AI Companies Collecting Data Despite Regulations

Metaverse Planet June 24, 2024Last Updated: January 22, 2026

0 1 minute read

The rise of artificial intelligence (AI) has ignited a data scramble. To develop their tools, AI companies require vast amounts of information, and the internet naturally becomes a prime target. However, not all online content is fair game for AI training. Websites use a file called “robots.txt” to communicate which data crawlers can and cannot access.

According to a Reuters report, many AI developers are choosing to ignore these digital “No Entry” signs and scrape data from restricted areas.
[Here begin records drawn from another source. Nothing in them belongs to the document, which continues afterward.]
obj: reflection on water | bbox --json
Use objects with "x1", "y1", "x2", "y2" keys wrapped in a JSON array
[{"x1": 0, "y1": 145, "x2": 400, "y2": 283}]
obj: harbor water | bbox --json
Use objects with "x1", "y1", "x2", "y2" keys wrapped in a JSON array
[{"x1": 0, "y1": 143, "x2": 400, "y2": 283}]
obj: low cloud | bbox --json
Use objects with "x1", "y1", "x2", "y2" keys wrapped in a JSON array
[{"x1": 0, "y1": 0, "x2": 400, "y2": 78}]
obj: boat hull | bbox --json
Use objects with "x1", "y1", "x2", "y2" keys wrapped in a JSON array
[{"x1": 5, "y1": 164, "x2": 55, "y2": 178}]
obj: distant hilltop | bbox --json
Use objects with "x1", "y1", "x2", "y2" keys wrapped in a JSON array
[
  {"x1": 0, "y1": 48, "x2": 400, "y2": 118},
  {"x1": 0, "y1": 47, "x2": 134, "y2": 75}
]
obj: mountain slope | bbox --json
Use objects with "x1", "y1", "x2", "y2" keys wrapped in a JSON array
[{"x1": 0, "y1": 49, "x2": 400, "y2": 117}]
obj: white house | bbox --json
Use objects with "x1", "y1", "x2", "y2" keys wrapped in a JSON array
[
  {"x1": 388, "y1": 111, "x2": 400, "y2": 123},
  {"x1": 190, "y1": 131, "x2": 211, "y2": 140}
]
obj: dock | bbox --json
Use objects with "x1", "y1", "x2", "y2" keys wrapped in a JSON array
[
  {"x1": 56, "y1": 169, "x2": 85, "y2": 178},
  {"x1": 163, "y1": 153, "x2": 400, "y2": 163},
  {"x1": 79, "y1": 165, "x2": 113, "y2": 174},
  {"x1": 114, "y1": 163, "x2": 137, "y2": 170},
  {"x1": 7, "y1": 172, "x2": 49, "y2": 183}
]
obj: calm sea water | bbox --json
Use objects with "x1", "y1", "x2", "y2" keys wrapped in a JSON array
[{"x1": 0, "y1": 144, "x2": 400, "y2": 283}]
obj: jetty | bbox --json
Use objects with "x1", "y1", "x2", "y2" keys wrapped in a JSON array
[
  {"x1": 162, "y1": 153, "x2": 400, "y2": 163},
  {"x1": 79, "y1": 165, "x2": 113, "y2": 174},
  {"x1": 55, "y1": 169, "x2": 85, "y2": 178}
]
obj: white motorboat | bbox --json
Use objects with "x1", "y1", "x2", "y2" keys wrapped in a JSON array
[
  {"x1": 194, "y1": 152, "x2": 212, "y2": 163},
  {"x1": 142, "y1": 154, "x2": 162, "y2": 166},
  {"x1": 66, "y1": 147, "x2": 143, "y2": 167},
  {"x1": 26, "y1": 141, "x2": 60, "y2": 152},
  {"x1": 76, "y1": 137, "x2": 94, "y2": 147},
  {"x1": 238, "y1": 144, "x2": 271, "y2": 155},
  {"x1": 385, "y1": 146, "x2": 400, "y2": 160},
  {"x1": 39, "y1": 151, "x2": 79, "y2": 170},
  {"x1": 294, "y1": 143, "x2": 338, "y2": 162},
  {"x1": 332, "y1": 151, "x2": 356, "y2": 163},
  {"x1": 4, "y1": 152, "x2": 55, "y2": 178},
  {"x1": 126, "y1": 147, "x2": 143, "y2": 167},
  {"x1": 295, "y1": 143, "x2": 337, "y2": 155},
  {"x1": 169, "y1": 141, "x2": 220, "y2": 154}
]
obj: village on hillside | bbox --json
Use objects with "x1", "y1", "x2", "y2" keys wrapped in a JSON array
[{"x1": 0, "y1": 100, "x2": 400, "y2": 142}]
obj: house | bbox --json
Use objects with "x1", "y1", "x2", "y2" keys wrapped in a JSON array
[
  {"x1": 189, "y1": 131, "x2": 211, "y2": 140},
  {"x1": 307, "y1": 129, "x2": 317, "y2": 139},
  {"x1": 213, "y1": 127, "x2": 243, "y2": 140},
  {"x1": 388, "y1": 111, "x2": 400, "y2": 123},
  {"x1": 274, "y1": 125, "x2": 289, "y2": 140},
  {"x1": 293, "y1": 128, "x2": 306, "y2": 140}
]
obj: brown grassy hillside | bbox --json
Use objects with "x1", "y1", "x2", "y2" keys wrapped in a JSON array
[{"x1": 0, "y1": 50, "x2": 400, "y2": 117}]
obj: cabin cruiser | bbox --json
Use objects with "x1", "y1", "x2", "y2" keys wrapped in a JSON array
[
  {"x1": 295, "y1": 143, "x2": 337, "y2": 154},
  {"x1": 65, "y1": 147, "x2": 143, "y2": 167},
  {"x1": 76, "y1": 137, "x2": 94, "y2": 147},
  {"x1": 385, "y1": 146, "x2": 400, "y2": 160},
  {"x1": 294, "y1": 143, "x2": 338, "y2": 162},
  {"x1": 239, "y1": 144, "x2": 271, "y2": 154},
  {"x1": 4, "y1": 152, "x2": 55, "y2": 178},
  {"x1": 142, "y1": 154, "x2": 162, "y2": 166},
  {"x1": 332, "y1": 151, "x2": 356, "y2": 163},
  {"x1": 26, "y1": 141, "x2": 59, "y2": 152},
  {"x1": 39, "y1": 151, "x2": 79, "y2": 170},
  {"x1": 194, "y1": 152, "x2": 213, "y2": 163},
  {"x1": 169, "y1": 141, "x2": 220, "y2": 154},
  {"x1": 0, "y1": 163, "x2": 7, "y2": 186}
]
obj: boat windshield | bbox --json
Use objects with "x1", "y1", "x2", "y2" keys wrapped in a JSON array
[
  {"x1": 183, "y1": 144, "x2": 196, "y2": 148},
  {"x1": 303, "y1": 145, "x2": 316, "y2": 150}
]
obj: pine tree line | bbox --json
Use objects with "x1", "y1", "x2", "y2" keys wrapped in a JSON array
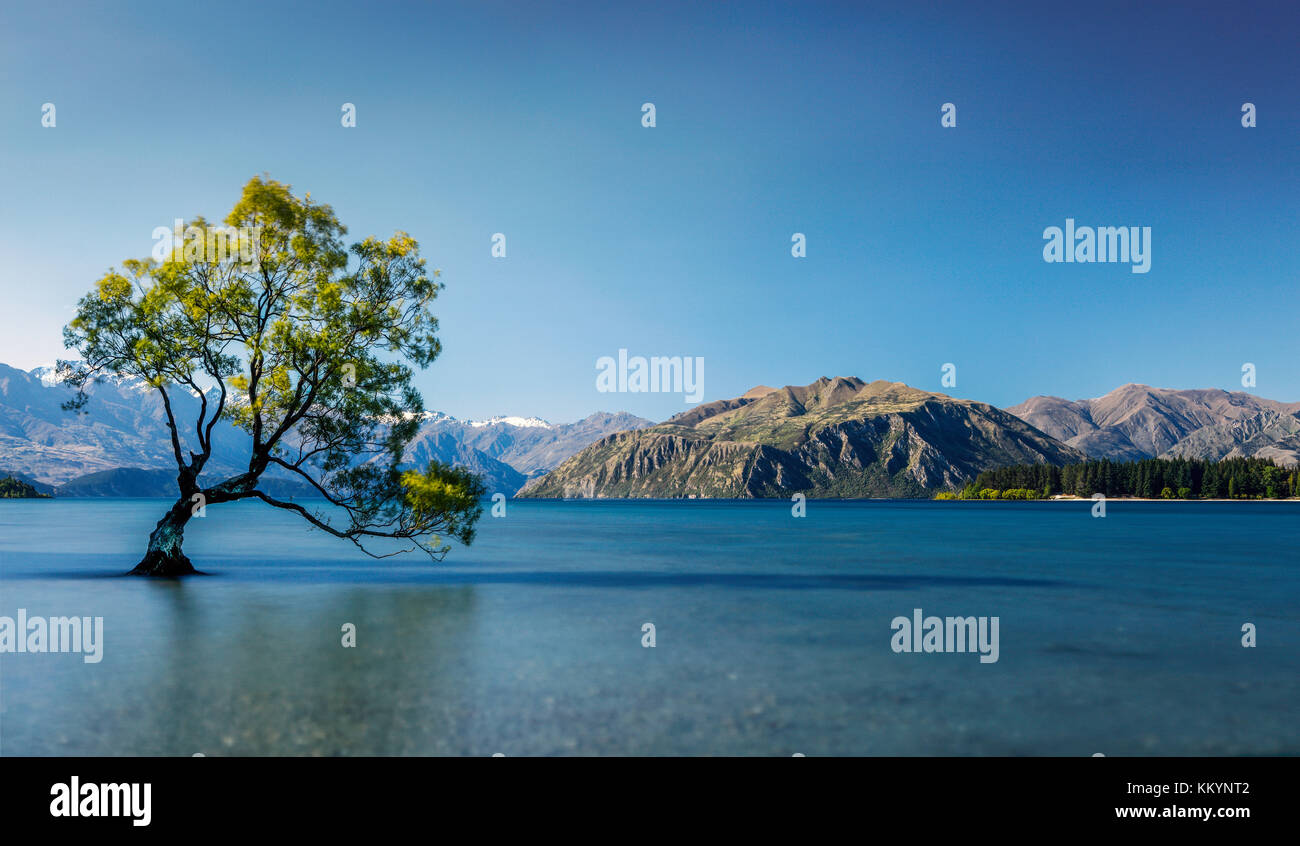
[{"x1": 945, "y1": 459, "x2": 1300, "y2": 499}]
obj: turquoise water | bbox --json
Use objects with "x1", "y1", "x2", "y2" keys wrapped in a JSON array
[{"x1": 0, "y1": 500, "x2": 1300, "y2": 756}]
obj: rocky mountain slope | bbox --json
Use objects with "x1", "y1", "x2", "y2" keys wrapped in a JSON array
[
  {"x1": 519, "y1": 377, "x2": 1083, "y2": 498},
  {"x1": 1006, "y1": 385, "x2": 1300, "y2": 461}
]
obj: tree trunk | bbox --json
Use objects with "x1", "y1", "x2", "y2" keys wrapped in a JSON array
[{"x1": 127, "y1": 499, "x2": 198, "y2": 576}]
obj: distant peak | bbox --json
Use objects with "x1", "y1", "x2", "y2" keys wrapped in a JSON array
[{"x1": 465, "y1": 416, "x2": 551, "y2": 429}]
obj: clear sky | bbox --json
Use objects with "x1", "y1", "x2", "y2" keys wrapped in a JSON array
[{"x1": 0, "y1": 1, "x2": 1300, "y2": 421}]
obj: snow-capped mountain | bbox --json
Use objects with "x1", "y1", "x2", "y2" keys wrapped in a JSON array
[{"x1": 0, "y1": 364, "x2": 650, "y2": 496}]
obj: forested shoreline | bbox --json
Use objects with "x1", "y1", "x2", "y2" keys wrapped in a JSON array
[{"x1": 936, "y1": 459, "x2": 1300, "y2": 499}]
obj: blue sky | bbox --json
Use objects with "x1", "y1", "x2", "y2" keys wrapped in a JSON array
[{"x1": 0, "y1": 3, "x2": 1300, "y2": 421}]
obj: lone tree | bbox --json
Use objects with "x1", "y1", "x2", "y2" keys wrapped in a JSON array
[{"x1": 60, "y1": 178, "x2": 485, "y2": 576}]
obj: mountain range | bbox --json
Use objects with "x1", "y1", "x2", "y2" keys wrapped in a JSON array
[
  {"x1": 520, "y1": 377, "x2": 1084, "y2": 498},
  {"x1": 0, "y1": 364, "x2": 650, "y2": 496},
  {"x1": 1008, "y1": 385, "x2": 1300, "y2": 465},
  {"x1": 0, "y1": 364, "x2": 1300, "y2": 496}
]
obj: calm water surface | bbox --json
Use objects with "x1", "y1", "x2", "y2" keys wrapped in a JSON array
[{"x1": 0, "y1": 499, "x2": 1300, "y2": 756}]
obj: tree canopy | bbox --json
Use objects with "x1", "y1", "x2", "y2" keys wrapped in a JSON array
[{"x1": 60, "y1": 177, "x2": 484, "y2": 569}]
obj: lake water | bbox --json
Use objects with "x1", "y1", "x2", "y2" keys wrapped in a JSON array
[{"x1": 0, "y1": 500, "x2": 1300, "y2": 756}]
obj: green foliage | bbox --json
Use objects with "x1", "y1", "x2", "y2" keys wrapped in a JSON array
[
  {"x1": 961, "y1": 459, "x2": 1300, "y2": 499},
  {"x1": 60, "y1": 178, "x2": 482, "y2": 556},
  {"x1": 0, "y1": 476, "x2": 49, "y2": 499}
]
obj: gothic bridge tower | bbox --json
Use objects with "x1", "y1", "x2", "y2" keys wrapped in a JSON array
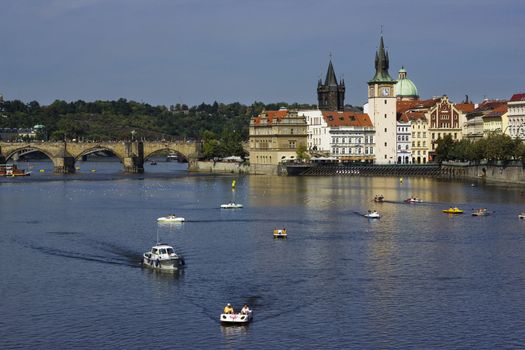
[{"x1": 317, "y1": 60, "x2": 345, "y2": 111}]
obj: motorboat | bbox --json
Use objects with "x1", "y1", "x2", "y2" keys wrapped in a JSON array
[
  {"x1": 404, "y1": 197, "x2": 423, "y2": 204},
  {"x1": 273, "y1": 228, "x2": 287, "y2": 238},
  {"x1": 0, "y1": 164, "x2": 31, "y2": 177},
  {"x1": 157, "y1": 214, "x2": 185, "y2": 222},
  {"x1": 220, "y1": 310, "x2": 253, "y2": 326},
  {"x1": 221, "y1": 202, "x2": 242, "y2": 209},
  {"x1": 142, "y1": 243, "x2": 184, "y2": 272},
  {"x1": 442, "y1": 207, "x2": 463, "y2": 214},
  {"x1": 374, "y1": 195, "x2": 385, "y2": 203},
  {"x1": 472, "y1": 208, "x2": 490, "y2": 216},
  {"x1": 364, "y1": 210, "x2": 381, "y2": 219}
]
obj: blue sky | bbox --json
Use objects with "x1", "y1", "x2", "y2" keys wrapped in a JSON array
[{"x1": 0, "y1": 0, "x2": 525, "y2": 105}]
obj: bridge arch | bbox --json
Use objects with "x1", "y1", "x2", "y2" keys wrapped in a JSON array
[
  {"x1": 74, "y1": 146, "x2": 123, "y2": 163},
  {"x1": 5, "y1": 145, "x2": 54, "y2": 163},
  {"x1": 144, "y1": 146, "x2": 188, "y2": 160}
]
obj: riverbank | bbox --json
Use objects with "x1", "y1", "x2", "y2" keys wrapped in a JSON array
[{"x1": 441, "y1": 161, "x2": 525, "y2": 185}]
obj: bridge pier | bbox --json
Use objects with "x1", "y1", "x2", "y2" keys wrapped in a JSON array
[
  {"x1": 53, "y1": 157, "x2": 75, "y2": 174},
  {"x1": 123, "y1": 157, "x2": 144, "y2": 174}
]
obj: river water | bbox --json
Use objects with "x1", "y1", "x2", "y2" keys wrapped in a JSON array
[{"x1": 0, "y1": 162, "x2": 525, "y2": 349}]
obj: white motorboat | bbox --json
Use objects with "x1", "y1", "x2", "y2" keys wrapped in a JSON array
[
  {"x1": 364, "y1": 210, "x2": 381, "y2": 219},
  {"x1": 221, "y1": 310, "x2": 253, "y2": 326},
  {"x1": 273, "y1": 228, "x2": 288, "y2": 238},
  {"x1": 404, "y1": 197, "x2": 423, "y2": 204},
  {"x1": 142, "y1": 243, "x2": 184, "y2": 272},
  {"x1": 157, "y1": 215, "x2": 184, "y2": 222},
  {"x1": 221, "y1": 202, "x2": 242, "y2": 209}
]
Perplexity, a self-proclaimed “free AI search engine,” has been particularly criticized for this practice, but they are far from alone.

OpenAI, Anthropic…

A recent report raises concerns about data collection practices in the AI industry. While the report avoids naming specific companies, sources reveal that prominent players like OpenAI and Anthropic are allegedly bypassing robots.txt files to access website content. Perplexity, a “free AI search engine,” has also been linked to servers disregarding these digital boundaries.

Perplexity CEO, Aravind Srinivas, previously claimed the company wouldn’t “deliberately bypass the protocol.” However, the ongoing trend suggests a need for stricter data access guidelines.

The current robots.txt protocol, established in the 1990s, lacks legal enforcement power. Developing a more rigorous and detailed framework could be a crucial step towards resolving this data access conflict.